SMART: Mimomania: Music and Gesture in Nineteenth-Century Opera

Mary Ann Smart is an Associate Professor of Music at the University of California, Berkeley. She is also a scholar investigating her topics through the lens of feminist gender study. There is no indication in the book that she is or has ever been a performing artist or director, a situation I will return to later. The time line she lays out as her area of interest stretches from the development of Auber and Scribe’s La Muette de Portici, commonly held to be the very first French Grand Opera, to the later works of Wagner and Verdi — several of which, not so coincidentally perhaps, were influenced by the concerns of Grand Opera — in other words, the bulk of the nineteenth century. Although Smart does not articulate this in so many words, this century saw the union in stage performance of the gesture- and pose-based system of acting in general use since at least the eighteenth century (if not several centuries earlier when indoor theater developed in Europe) with the Romantic compositional style wherein music described in detail the emotions of the character and suggested the gait, posture, gesture and physical relationship of the character to other characters on stage. By the end of Verdi and Wagner’s careers (and largely because of Wagner), she sees music as having abandoned mimetic description in favor of psychological character exploration, although I think a good case can be made for Strauss’s “big three,” Salome (1905), Elektra (1909), and Rosenkavalier (1911) as being filled with quite specific musical depiction of movement and gesture.
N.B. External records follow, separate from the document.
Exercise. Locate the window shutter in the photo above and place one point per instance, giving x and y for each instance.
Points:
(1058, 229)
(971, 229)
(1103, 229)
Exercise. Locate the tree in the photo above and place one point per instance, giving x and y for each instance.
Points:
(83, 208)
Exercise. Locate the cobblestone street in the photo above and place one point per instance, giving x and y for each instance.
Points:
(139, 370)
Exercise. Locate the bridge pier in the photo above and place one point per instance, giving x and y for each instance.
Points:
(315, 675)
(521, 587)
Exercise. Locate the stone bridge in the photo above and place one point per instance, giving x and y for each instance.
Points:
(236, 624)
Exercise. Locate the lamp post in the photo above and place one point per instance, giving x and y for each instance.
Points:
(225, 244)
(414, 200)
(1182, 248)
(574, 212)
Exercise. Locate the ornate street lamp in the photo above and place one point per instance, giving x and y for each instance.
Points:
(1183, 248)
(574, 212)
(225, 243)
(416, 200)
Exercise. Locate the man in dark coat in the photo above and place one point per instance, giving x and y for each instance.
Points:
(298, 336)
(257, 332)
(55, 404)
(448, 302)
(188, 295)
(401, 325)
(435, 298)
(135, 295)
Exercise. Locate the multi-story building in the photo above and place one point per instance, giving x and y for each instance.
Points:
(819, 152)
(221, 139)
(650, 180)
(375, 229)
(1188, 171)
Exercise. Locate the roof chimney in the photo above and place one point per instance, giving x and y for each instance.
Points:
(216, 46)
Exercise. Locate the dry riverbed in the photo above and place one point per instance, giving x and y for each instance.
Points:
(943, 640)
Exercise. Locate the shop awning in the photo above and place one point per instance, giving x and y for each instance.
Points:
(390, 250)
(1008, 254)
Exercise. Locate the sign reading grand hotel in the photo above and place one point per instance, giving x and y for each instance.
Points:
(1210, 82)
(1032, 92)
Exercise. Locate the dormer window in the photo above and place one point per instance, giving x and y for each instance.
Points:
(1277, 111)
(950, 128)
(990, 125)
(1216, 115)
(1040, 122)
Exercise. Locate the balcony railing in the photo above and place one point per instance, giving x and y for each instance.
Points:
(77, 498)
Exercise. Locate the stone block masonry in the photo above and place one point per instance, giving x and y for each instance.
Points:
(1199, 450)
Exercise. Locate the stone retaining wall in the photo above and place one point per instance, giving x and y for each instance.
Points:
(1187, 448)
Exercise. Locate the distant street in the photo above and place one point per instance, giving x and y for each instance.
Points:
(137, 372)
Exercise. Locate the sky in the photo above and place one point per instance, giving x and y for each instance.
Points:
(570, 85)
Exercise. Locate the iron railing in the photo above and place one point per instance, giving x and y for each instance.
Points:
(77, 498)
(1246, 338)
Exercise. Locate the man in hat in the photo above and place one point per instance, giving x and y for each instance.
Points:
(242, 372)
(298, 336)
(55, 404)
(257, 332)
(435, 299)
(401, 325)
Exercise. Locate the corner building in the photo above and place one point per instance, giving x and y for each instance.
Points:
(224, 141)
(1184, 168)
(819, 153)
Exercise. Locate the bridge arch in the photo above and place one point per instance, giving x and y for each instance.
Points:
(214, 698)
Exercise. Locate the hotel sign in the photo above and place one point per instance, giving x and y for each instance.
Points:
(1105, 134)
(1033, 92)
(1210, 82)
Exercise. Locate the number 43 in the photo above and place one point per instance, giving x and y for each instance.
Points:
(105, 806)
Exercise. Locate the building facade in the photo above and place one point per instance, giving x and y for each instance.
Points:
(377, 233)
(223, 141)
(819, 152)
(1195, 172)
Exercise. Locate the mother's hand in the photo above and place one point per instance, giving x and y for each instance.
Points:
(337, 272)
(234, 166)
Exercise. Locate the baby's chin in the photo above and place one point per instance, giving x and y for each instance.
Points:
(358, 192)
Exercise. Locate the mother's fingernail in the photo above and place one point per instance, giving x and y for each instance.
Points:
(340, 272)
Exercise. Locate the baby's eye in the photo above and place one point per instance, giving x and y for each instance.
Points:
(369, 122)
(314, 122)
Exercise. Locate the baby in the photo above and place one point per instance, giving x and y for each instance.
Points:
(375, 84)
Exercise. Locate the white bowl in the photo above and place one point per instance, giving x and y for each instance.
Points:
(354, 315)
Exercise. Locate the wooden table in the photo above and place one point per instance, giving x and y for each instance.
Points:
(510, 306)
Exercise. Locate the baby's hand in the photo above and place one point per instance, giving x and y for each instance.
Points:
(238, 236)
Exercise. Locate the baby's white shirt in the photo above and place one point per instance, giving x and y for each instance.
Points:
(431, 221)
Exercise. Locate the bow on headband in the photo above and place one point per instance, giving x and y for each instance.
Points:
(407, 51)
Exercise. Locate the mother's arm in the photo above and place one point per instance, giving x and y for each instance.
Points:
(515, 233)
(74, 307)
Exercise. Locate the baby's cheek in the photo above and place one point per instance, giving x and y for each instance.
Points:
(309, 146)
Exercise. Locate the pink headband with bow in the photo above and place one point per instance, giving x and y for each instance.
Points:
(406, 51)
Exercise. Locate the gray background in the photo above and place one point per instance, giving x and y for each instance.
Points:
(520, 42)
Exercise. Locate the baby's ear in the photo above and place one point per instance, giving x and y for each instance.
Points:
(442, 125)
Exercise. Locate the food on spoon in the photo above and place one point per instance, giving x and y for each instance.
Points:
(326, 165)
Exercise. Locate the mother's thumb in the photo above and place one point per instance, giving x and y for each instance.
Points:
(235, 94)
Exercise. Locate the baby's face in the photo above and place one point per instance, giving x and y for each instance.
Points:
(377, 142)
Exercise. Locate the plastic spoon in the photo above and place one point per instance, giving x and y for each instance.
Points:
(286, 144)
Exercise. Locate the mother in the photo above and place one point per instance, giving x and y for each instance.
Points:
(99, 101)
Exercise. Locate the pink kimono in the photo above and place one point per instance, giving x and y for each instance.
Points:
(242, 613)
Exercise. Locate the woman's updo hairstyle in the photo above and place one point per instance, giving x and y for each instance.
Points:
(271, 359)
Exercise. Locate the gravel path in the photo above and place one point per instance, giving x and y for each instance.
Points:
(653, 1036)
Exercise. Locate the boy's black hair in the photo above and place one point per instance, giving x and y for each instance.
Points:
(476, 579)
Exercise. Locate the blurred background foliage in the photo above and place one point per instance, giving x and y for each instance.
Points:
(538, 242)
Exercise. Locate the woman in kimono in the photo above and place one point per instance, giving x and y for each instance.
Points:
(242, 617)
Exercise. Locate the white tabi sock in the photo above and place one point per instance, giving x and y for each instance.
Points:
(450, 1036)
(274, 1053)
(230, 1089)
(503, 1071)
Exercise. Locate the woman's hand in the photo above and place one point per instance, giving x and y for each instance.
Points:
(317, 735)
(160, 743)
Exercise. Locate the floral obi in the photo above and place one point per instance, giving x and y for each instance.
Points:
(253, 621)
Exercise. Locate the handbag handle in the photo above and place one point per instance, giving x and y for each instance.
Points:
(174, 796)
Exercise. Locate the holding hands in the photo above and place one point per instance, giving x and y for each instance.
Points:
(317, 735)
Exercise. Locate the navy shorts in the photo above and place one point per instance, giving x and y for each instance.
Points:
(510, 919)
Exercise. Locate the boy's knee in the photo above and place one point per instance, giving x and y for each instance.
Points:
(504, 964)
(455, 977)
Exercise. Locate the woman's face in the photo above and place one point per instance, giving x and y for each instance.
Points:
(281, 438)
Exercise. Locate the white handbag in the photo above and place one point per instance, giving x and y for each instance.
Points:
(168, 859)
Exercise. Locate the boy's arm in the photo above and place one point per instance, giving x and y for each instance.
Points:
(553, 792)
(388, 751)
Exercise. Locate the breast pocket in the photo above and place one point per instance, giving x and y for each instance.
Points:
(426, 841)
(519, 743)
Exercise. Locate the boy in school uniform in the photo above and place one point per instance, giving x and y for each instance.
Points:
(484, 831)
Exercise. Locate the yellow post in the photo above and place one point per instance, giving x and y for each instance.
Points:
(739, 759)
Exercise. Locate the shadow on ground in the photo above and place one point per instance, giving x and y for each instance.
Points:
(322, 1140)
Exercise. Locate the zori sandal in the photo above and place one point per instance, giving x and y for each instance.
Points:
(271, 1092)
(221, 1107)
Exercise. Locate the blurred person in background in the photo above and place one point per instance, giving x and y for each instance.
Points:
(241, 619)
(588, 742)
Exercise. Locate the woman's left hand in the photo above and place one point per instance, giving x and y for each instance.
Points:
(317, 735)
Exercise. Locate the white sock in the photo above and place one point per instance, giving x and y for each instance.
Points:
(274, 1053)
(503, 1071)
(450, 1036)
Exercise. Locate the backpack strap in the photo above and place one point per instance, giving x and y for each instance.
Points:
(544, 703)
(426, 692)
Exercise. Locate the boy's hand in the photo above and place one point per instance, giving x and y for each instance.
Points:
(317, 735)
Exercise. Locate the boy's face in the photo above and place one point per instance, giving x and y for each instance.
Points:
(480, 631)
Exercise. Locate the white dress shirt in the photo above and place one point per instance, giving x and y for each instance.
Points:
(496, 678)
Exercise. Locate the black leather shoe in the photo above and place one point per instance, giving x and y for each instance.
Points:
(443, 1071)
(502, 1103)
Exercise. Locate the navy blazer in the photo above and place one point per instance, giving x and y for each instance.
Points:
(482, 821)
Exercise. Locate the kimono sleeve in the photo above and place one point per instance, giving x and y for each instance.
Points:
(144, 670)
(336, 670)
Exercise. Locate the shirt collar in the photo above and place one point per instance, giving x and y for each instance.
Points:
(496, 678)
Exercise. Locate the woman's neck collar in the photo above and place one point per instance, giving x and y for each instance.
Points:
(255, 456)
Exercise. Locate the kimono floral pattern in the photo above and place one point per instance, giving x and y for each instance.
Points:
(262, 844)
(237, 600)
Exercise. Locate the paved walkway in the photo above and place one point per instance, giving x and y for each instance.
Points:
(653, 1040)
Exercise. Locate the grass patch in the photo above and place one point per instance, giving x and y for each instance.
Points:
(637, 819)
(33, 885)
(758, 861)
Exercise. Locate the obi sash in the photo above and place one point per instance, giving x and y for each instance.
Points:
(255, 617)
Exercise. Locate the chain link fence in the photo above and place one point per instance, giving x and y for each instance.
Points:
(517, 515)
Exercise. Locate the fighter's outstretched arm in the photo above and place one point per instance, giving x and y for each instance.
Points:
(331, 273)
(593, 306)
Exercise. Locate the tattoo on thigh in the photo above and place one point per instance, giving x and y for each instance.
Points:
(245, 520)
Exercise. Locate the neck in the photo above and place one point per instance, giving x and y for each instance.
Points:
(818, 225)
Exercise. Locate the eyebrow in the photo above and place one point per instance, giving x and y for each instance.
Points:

Smart begins with Auber’s Muette for two happily coincidental reasons: that it is the first Grand Opera and therefore not involved with stylized mythological or heroic characters, and that its voiceless heroine Fenella has no means of expression other than mime to musical accompaniment. Her description of the creative process, and particularly of the drastic cuts taken in Fenella’s lengthy mime sequences before the premiere (when the language of mime as it existed in 1828 proved inadequate to express abstract concepts) is fascinating. But it is here that the first red flag goes up concerning Ms Smart’s scholarship: in two separate places she states definitively that Fenella is the ONLY such character in opera, having obviously never heard of the title character in Rimsky-Korsakov’s Mlada (a spectral mute portrayed by a dancer); of Toby in Menotti’s The Medium, the mute assistant to Mme Flora whose entire role is mimed; or of the many, many mute characters in the one act Intermezzi of the 18th century like Pergolesi’s La Serva Padrona, where the convention was to have one male singer, one female singer and one mime as the entire cast; or of the magnificent episode in Les Troyens when the widowed Andromache and her young son come before the Trojan populace in a wholly mimed scene whose music clearly describes their demeanor and movement.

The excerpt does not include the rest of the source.